In all the stories I’ve been working on during these last 10 years, I wanted to apply my obsessions to them and try to understand if they could work as a whole. I eventually understood that what was interesting for me in all of those different subjects was their non-typical dimension. What they had in common was that in some way they were cheating the time or cheating the space. Like ectopic pregnancies, they grew at the wrong place. You may call it “ectopic architecture”. But my quest didn’t start with the intention of arriving at a conclusion, I just collected trips and through those trips, pictures and stories. Having to produce this lecture here in Vilnius I was either going to mention once again the CCCP book or get into something new. I’ve been focused on CCCP book for quite a while and I really wanted to turn the page. The interesting facts that can be noticed in Soviet architecture I could also find them in different kinds of architecture, especially the psychological dimension. What is in fact at stake? Why do you have to build an English looking school in Darjeeling? How is it that Soviet summer camps in some way look the same as Mussolini’s summer camps? In such a case, you realize that those systems were teaching kids in the same way – instead of leaving the children to play with their own wooden guns in their courtyards, they would provide a uniform. To interconnect the two systems would even be a subject for a book. You could make a very beautiful book on Pioneer camps, but it’s much more interesting if you make it about camps in totalitarian structures. It’s obvious and at the same time frightening that the psychological principles are the same. And those psychological mechanisms are what Girard called the mimetic desire. They gave to the kids various skylines – war, progress, future, space – and moreover collective goals, without allowing any individual perspective.

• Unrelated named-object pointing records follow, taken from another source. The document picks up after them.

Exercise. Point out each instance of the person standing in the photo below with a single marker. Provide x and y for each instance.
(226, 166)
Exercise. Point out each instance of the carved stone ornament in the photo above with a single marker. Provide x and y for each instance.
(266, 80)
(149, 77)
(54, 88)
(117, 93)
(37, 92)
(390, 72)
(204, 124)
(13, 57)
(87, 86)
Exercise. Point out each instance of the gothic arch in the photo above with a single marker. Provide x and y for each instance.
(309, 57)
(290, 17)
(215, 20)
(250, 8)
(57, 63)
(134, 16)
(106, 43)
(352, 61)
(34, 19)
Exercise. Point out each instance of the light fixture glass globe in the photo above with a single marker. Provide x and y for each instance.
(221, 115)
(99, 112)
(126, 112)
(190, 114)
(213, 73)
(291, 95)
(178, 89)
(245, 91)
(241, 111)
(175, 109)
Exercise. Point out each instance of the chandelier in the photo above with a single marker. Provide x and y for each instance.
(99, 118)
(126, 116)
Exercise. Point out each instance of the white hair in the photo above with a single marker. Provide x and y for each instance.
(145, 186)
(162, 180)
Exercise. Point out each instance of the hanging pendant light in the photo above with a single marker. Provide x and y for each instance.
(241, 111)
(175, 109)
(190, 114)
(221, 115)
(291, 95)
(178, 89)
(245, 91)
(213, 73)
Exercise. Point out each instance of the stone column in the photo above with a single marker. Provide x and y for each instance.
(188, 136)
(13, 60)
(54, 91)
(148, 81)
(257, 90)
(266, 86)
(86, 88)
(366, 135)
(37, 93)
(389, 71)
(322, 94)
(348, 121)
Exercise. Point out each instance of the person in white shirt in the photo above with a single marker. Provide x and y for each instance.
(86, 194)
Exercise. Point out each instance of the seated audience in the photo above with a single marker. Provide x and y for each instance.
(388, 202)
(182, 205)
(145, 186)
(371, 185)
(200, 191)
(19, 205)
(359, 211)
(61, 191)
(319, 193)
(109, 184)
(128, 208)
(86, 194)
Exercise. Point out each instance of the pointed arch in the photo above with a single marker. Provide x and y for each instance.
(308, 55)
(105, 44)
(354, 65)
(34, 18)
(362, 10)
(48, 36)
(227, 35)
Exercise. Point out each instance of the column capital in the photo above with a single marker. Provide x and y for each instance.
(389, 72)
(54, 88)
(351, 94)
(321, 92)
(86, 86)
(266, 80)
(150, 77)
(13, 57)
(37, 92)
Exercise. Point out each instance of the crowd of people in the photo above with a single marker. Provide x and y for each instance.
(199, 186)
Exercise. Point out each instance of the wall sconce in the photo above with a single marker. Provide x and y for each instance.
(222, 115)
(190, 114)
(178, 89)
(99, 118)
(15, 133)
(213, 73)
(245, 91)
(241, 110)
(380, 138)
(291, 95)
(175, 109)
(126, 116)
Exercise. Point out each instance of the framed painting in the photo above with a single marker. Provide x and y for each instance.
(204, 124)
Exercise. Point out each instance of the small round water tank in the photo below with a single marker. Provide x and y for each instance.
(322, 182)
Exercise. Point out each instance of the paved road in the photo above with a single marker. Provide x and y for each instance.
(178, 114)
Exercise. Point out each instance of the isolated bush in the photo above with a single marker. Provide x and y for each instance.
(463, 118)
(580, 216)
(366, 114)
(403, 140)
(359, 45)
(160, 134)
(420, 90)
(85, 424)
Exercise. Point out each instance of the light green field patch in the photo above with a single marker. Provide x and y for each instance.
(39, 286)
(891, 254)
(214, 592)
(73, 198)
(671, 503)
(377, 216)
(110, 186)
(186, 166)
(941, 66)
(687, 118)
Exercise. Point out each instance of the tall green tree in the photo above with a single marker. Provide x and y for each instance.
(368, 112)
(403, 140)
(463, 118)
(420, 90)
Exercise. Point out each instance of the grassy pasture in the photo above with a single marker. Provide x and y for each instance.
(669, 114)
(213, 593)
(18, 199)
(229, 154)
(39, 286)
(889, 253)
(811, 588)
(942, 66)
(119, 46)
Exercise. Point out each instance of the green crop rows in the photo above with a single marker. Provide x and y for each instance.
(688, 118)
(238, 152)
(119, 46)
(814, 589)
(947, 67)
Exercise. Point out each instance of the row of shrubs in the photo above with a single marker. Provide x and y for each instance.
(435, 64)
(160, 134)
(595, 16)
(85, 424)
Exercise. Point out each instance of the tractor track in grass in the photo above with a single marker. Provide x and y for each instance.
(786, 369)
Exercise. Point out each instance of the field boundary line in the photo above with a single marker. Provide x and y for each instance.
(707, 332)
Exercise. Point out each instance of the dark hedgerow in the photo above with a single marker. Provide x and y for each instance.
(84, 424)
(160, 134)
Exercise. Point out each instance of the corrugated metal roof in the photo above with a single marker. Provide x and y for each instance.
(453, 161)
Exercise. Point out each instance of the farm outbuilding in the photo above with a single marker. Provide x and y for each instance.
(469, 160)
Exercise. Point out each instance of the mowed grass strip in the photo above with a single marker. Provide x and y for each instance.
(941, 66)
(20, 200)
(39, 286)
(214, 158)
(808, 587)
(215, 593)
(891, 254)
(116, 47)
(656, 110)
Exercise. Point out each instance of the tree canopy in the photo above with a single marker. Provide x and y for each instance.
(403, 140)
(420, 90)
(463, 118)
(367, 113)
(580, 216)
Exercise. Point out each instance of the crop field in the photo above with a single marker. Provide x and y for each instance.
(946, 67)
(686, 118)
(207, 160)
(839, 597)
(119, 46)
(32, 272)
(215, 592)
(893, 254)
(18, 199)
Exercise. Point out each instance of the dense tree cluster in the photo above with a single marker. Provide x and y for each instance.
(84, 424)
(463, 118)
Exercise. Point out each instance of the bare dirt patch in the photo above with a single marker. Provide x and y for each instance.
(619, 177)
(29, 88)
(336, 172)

Darjeeling former boarding school in India. Photo: Frédéric Chaubin
The same feeling you get looking at Druzhba and other sanatoriums, it’s made for the flock, no space is left for individual wishes. It looks like a beehive, it’s structured thinking about where you should go on in the daytime and where you should go at night, it reminds me a little bit of a jail. The environment seems to be hostile. The building does not melt into it. The surroundings are kept at a distance. It’s fun to compare this with the very sensual and easy going strategies of Niemeyer when building his private houses. They melt into the jungle. Despite the small size of the constructions, the glass walls virtually open the space, which seems surprising and paradoxical. These villas belong to nature instead of confronting it. It’s another philosophy. I just wanted to show these opposing sides, these different ways of organizing space that are the result of global visions.
Drawing by Oscar Niemeyer
Villa Cavanellas in Petropolis, Brasil, arch. Oscar Niemeyer, 1954. Photo: Frédéric Chaubin
When we were talking after the lecture you mentioned you’re interested in Aby Warburg’s works, which made your state of mind a little bit clearer for me.
There is this idea that some shapes related to the past go through “nachleben”, some kind of afterlife destiny. Those shapes from the past have lost their original meaning but still remain around like some kind of ghost patterns that remain visible through time. In some way these traces feed us anthropologically. And they haunt the architect’s mind.